Background: In the past, the results of the treatment of non- Hodgkin's lymphomas (NHL) in Indian children have been poor, due to inadequate chemotherapy and poor supportive care. In an attempt to overcome these problems, we conducted a clinical trial in Bombay with a new protocol, MCP842. Patients and methods: Seventy-four previously untreated patients <25 years were entered on study at the Tata Memorial Hospital, Bombay.

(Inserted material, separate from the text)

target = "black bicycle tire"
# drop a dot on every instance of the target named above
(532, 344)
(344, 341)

Patients with lymphoblastic lymphoma (LL) (38) without bone marrow involvement and all patients with small noncleaved cell lymphoma (SNCL) (18) and large cell lyrnphoma (LCL) (18) were eligible. Treatment consisted of alternating cycles of two regimens, A and B. Patients with St. Jude stages I and II received six cycles, and those with stages III or IV received eight cycles. A cycles included cyclophos phamide, adriamycin, vincristine and ara-C, and B cycles, etoposide, vincristine, methotrexate, ifosfamide and mesna. Results: Complete response was achieved in 67 (91%) of patients. Event free survival (EFS) for all patients was 58%; 68% for patients with SNCL and LCL combined, and 48% for patients with LL. There was no significant difference in EFS by histology (LL versus non-LL), or stage. There were nine (12%) toxic deaths, two during induction and seven in patients in remission; six occurred in patients with LL. Conclusions: These results are better than past results in Bombay. Unlike earlier CCG protocols, in which the outcome between patients with LL and non-LL differed, this was not so in MCP842. Even patients with extensive LL without bone marrow disease received only eight cycles of therapy, suggest ing that short duration therapy is curative in as many as half of such patients - an important observation in a country with limited resources.